Mikisew Cree First Nation
Members of Mikisew Cree First Nation. Image Credit: JFK Law

In 2013, Mikisew Cree First Nation, under Chief Steve Courtoreille, filed a judicial review application on the basis that Canada did not consult the Mikisew Cree First Nation on the changes, which had potential to impact their Treaty rights. Canada has an established duty to consult and accommodate when Aboriginal rights and Treaties are affected.

The Supreme Court’s decision was driven by the structure of Canada’s legal apparatus, which separates the powers of the executive, the legislature, and the courts; a key part of the ruling was that judicial review has no power over an act of the legislature.

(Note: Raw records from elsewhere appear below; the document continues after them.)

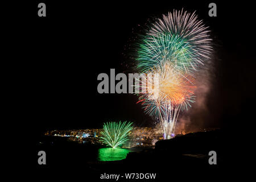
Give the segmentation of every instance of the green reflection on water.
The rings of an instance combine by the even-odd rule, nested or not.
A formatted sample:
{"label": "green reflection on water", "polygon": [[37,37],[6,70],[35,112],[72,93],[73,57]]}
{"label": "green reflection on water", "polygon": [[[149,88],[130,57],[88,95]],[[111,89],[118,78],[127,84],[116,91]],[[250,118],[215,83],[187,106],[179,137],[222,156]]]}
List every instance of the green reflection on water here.
{"label": "green reflection on water", "polygon": [[100,161],[119,160],[126,158],[129,150],[126,148],[103,148],[98,150]]}

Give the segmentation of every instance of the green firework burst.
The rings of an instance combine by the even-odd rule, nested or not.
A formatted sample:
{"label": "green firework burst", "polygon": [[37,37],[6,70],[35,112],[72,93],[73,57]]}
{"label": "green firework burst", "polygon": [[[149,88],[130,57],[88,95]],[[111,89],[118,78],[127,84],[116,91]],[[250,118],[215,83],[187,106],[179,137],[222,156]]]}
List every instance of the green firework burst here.
{"label": "green firework burst", "polygon": [[128,140],[129,131],[133,129],[132,124],[130,122],[126,123],[126,121],[105,123],[103,125],[104,131],[101,133],[102,136],[100,140],[108,146],[115,148]]}
{"label": "green firework burst", "polygon": [[174,10],[163,15],[139,46],[138,67],[144,72],[168,61],[176,70],[192,73],[209,58],[211,39],[207,28],[195,13]]}

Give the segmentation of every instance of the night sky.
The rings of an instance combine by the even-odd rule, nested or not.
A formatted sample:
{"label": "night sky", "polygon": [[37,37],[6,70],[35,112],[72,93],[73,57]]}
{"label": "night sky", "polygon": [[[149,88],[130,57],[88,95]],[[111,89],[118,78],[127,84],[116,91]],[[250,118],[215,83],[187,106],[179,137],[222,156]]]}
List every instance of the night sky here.
{"label": "night sky", "polygon": [[131,70],[129,48],[136,42],[136,34],[149,19],[182,7],[196,10],[199,19],[209,26],[214,49],[211,88],[205,102],[207,111],[193,113],[190,125],[200,121],[203,127],[229,129],[252,112],[255,48],[248,44],[254,34],[249,18],[252,11],[243,7],[246,5],[215,1],[217,16],[209,17],[208,6],[212,1],[43,1],[47,17],[38,17],[35,2],[28,6],[23,24],[28,28],[23,38],[28,48],[23,61],[29,70],[26,103],[29,120],[38,133],[101,127],[110,121],[152,126],[153,119],[136,104],[136,96],[100,94],[97,77],[100,73],[110,75],[110,68],[115,68],[116,74]]}

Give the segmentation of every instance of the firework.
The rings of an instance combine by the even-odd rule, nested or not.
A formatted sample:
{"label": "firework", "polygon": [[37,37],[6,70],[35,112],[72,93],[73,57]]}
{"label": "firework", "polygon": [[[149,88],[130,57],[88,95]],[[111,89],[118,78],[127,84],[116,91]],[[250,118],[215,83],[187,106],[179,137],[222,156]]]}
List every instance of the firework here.
{"label": "firework", "polygon": [[[158,84],[154,79],[155,74],[158,75]],[[167,62],[141,77],[139,86],[146,92],[138,102],[141,102],[146,114],[159,119],[164,139],[170,138],[180,111],[187,110],[195,102],[195,79],[175,71]]]}
{"label": "firework", "polygon": [[209,59],[212,47],[207,30],[193,14],[174,10],[152,24],[141,44],[137,60],[143,72],[168,61],[191,74]]}
{"label": "firework", "polygon": [[106,122],[103,125],[104,131],[100,141],[112,148],[124,143],[128,140],[129,131],[133,129],[132,122]]}

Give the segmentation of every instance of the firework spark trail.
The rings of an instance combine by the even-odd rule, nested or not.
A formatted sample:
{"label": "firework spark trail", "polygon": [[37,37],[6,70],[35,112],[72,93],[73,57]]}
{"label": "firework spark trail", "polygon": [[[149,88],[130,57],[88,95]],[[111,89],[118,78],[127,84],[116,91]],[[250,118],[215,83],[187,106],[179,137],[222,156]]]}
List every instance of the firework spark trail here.
{"label": "firework spark trail", "polygon": [[[180,111],[195,102],[193,73],[212,50],[208,28],[195,12],[174,10],[153,24],[139,46],[138,68],[143,74],[135,86],[147,92],[138,102],[159,119],[164,139],[174,134]],[[158,86],[151,74],[159,74]]]}
{"label": "firework spark trail", "polygon": [[[157,86],[154,75],[158,74]],[[166,63],[147,74],[142,74],[139,86],[147,92],[139,98],[145,113],[158,118],[164,138],[170,138],[180,110],[188,109],[194,102],[195,79],[176,72],[171,64]]]}
{"label": "firework spark trail", "polygon": [[129,133],[133,129],[132,124],[130,122],[126,124],[126,121],[104,123],[104,131],[101,132],[103,136],[100,140],[112,148],[117,147],[128,140]]}
{"label": "firework spark trail", "polygon": [[209,58],[212,47],[201,20],[183,10],[169,13],[158,19],[145,36],[138,50],[138,68],[144,72],[164,61],[176,69],[192,73]]}

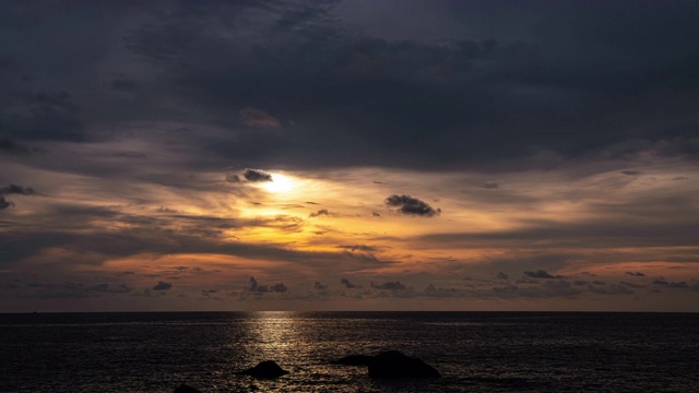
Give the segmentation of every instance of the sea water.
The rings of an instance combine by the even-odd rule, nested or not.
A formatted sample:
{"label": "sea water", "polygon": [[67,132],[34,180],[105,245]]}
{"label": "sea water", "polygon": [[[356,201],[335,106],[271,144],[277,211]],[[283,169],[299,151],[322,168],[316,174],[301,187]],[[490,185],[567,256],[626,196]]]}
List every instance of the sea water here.
{"label": "sea water", "polygon": [[[395,349],[440,379],[333,364]],[[1,392],[697,392],[699,314],[0,314]],[[236,371],[274,360],[289,374]]]}

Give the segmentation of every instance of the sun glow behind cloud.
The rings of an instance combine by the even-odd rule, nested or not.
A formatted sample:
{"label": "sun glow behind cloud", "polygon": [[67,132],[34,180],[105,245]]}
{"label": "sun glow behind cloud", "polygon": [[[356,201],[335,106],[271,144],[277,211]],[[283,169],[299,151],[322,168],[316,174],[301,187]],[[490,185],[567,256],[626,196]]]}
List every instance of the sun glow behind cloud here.
{"label": "sun glow behind cloud", "polygon": [[282,174],[272,174],[272,181],[262,184],[262,188],[272,193],[285,193],[296,188],[296,181]]}

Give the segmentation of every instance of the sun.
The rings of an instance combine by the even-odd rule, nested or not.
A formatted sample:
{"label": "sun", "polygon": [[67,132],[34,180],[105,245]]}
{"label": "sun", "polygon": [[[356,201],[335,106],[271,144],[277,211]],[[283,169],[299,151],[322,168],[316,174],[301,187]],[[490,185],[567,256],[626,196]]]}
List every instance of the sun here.
{"label": "sun", "polygon": [[262,188],[269,192],[283,193],[292,191],[294,186],[292,178],[284,175],[272,174],[272,181],[265,182],[262,184]]}

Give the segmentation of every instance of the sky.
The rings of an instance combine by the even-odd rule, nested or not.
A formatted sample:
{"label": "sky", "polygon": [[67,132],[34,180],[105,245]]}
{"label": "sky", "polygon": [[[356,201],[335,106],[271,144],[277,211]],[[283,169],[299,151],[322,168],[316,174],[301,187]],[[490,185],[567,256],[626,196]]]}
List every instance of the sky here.
{"label": "sky", "polygon": [[2,1],[0,312],[699,311],[699,2]]}

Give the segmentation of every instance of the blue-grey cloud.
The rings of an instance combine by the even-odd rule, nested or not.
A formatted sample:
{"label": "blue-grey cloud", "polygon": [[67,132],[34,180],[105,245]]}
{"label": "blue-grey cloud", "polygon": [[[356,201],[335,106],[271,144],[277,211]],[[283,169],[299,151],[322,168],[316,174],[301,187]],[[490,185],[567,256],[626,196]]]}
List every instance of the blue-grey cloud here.
{"label": "blue-grey cloud", "polygon": [[532,278],[559,278],[559,276],[554,276],[548,274],[546,271],[537,270],[533,272],[524,272],[524,275]]}
{"label": "blue-grey cloud", "polygon": [[396,212],[404,215],[431,217],[441,213],[440,209],[435,209],[417,198],[405,194],[392,194],[384,202],[387,206],[395,207]]}
{"label": "blue-grey cloud", "polygon": [[157,282],[157,284],[153,287],[153,290],[168,290],[173,287],[173,284],[167,282]]}

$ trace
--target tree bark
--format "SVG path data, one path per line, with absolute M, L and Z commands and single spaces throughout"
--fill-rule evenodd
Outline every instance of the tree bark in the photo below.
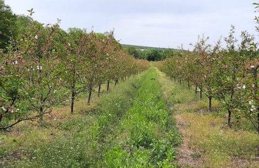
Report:
M 228 108 L 228 125 L 230 128 L 231 128 L 231 110 Z
M 72 91 L 72 96 L 71 98 L 71 109 L 70 113 L 73 114 L 74 113 L 74 102 L 75 101 L 75 93 Z
M 208 100 L 209 100 L 209 111 L 211 111 L 211 100 L 212 99 L 212 96 L 209 96 L 208 97 Z
M 92 95 L 92 88 L 89 89 L 89 95 L 88 95 L 88 100 L 87 101 L 87 105 L 89 106 L 90 105 L 90 100 L 91 99 Z
M 119 81 L 118 81 L 118 79 L 117 79 L 117 80 L 115 80 L 115 86 L 114 86 L 114 87 L 116 87 L 116 85 L 117 84 L 118 84 L 118 82 L 119 82 Z
M 101 94 L 101 84 L 98 85 L 98 97 L 100 97 L 100 94 Z
M 109 86 L 110 85 L 110 80 L 107 80 L 107 92 L 109 92 Z
M 43 114 L 43 108 L 40 107 L 39 109 L 39 125 L 41 128 L 43 128 L 43 115 L 41 115 Z
M 200 88 L 200 100 L 202 100 L 202 87 L 200 87 L 199 88 Z

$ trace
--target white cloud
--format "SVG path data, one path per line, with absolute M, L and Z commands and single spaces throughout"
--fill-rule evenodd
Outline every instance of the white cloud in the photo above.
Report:
M 34 8 L 35 19 L 54 23 L 61 19 L 66 29 L 77 27 L 103 32 L 113 28 L 123 44 L 176 48 L 195 43 L 198 34 L 210 42 L 226 36 L 231 24 L 236 37 L 241 30 L 256 33 L 253 0 L 6 0 L 13 11 L 25 14 Z M 259 14 L 258 14 L 259 15 Z

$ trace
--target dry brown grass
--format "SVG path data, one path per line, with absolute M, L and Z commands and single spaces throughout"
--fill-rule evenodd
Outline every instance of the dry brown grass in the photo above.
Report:
M 183 143 L 177 157 L 180 166 L 259 167 L 259 136 L 256 133 L 228 128 L 225 114 L 207 111 L 207 100 L 199 100 L 194 92 L 169 80 L 162 72 L 158 71 L 158 73 L 182 135 Z M 221 108 L 215 100 L 212 107 Z

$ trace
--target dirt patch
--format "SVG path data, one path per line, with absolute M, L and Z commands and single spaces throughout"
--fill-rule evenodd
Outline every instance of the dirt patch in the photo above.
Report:
M 180 115 L 176 115 L 175 117 L 177 125 L 182 135 L 183 141 L 182 145 L 178 148 L 176 161 L 182 167 L 201 167 L 203 162 L 200 159 L 200 152 L 198 150 L 192 150 L 189 147 L 190 139 L 187 135 L 186 128 L 190 123 L 184 120 Z
M 208 113 L 211 113 L 213 112 L 217 112 L 218 111 L 218 109 L 217 108 L 213 108 L 211 109 L 211 110 L 209 111 L 208 109 L 198 109 L 195 111 L 195 113 L 197 114 L 208 114 Z

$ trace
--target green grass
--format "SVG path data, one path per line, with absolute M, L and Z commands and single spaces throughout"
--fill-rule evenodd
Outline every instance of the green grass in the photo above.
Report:
M 1 166 L 96 167 L 109 148 L 109 143 L 106 145 L 107 137 L 132 106 L 137 90 L 134 85 L 142 75 L 120 82 L 98 100 L 95 94 L 90 106 L 85 105 L 85 100 L 79 100 L 74 115 L 69 114 L 68 106 L 56 109 L 52 115 L 59 121 L 49 120 L 53 127 L 40 130 L 27 122 L 9 133 L 1 133 Z
M 108 167 L 173 167 L 180 139 L 154 68 L 141 78 L 136 99 L 123 117 L 118 144 L 105 154 Z
M 17 167 L 174 167 L 181 139 L 155 69 L 124 82 L 75 114 L 56 108 L 52 125 L 24 122 L 1 133 L 1 166 Z
M 177 155 L 191 158 L 180 163 L 191 167 L 259 167 L 259 136 L 250 123 L 233 119 L 233 128 L 227 124 L 227 111 L 215 100 L 212 107 L 217 110 L 208 112 L 208 102 L 204 97 L 199 100 L 194 91 L 180 86 L 158 71 L 159 80 L 167 103 L 175 111 L 178 126 L 186 144 Z M 188 154 L 185 151 L 189 151 Z M 179 156 L 180 157 L 180 156 Z M 184 159 L 182 160 L 185 160 Z

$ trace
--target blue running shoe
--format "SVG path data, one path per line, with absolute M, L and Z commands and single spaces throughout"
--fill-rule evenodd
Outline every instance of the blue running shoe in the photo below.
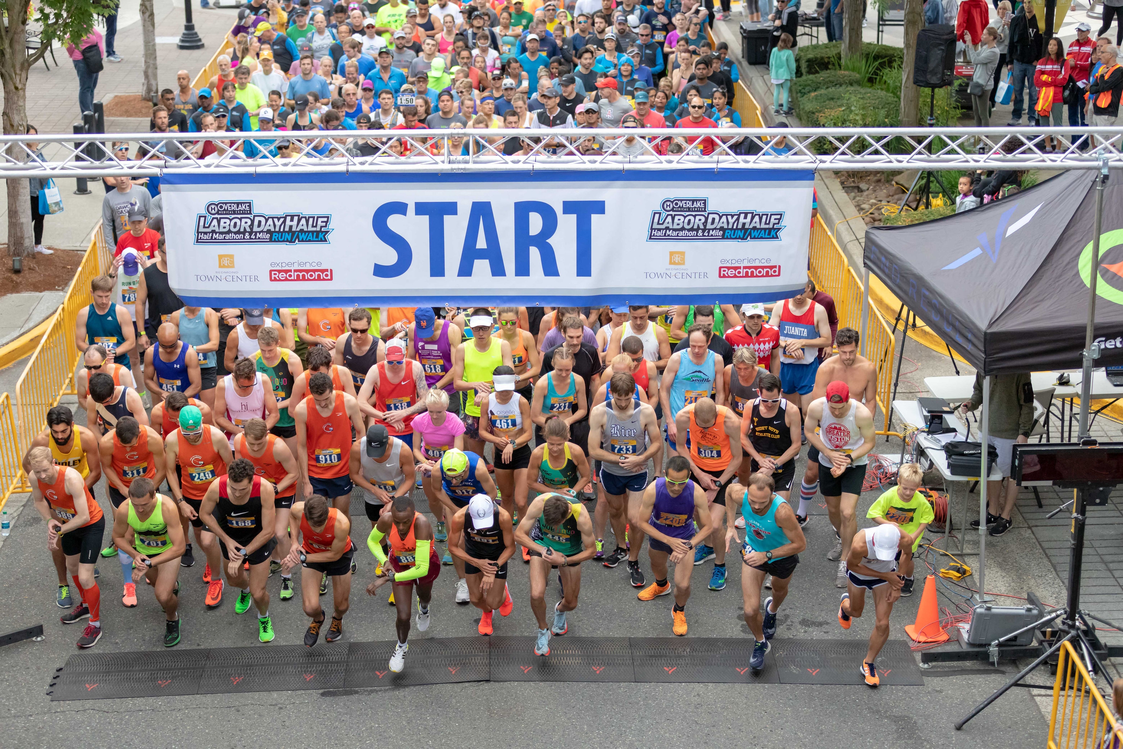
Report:
M 774 637 L 776 637 L 776 614 L 768 611 L 768 606 L 770 605 L 772 605 L 772 596 L 769 595 L 768 600 L 765 601 L 765 624 L 764 624 L 765 640 L 770 640 Z
M 712 546 L 706 546 L 705 544 L 700 544 L 696 549 L 694 549 L 694 566 L 697 567 L 700 564 L 706 559 L 713 559 L 716 556 L 713 552 Z
M 721 591 L 725 587 L 725 568 L 713 566 L 713 575 L 710 576 L 710 590 Z

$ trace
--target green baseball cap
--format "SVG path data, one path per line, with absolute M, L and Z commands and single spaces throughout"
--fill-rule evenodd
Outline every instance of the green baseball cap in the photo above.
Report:
M 194 405 L 180 409 L 180 430 L 184 435 L 194 435 L 203 430 L 203 413 Z

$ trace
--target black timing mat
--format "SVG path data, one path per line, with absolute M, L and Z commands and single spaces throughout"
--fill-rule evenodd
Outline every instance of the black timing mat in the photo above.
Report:
M 487 681 L 860 685 L 867 647 L 865 639 L 773 640 L 754 674 L 751 638 L 555 637 L 546 657 L 533 645 L 533 637 L 417 639 L 400 674 L 387 666 L 394 640 L 84 652 L 56 670 L 47 694 L 54 702 Z M 924 684 L 906 640 L 886 642 L 877 666 L 883 685 Z

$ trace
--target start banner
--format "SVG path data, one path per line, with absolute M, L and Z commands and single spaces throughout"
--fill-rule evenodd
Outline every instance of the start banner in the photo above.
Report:
M 811 171 L 165 174 L 201 307 L 773 302 L 803 289 Z

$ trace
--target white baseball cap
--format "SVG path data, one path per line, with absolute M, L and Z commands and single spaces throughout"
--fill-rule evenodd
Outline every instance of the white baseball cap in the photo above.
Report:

However, while Justices Abella and Martin agreed with the dismissal of Mikisew Cree First Nation’s appeal on these grounds, the two gave great weight to the duty to consult.

“This obligation of honour gives rise to a duty to consult that applies to all contemplated government conduct with the potential to adversely impact asserted or established Aboriginal and treaty rights, including legislative action,” write Abella and Martin in the decision. “The right of Aboriginal groups to be consulted on decisions that may adversely affect their interests is not merely political, but a legal right with constitutional force.”

“This decision is regrettable and a missed opportunity to rightfully engage with First Nations as partners in the legislative process,” said Regional Chief Hart. “I commend the efforts of the Mikisew Cree First Nation in taking a stand for all First Nations and for First Nations Treaty rights.”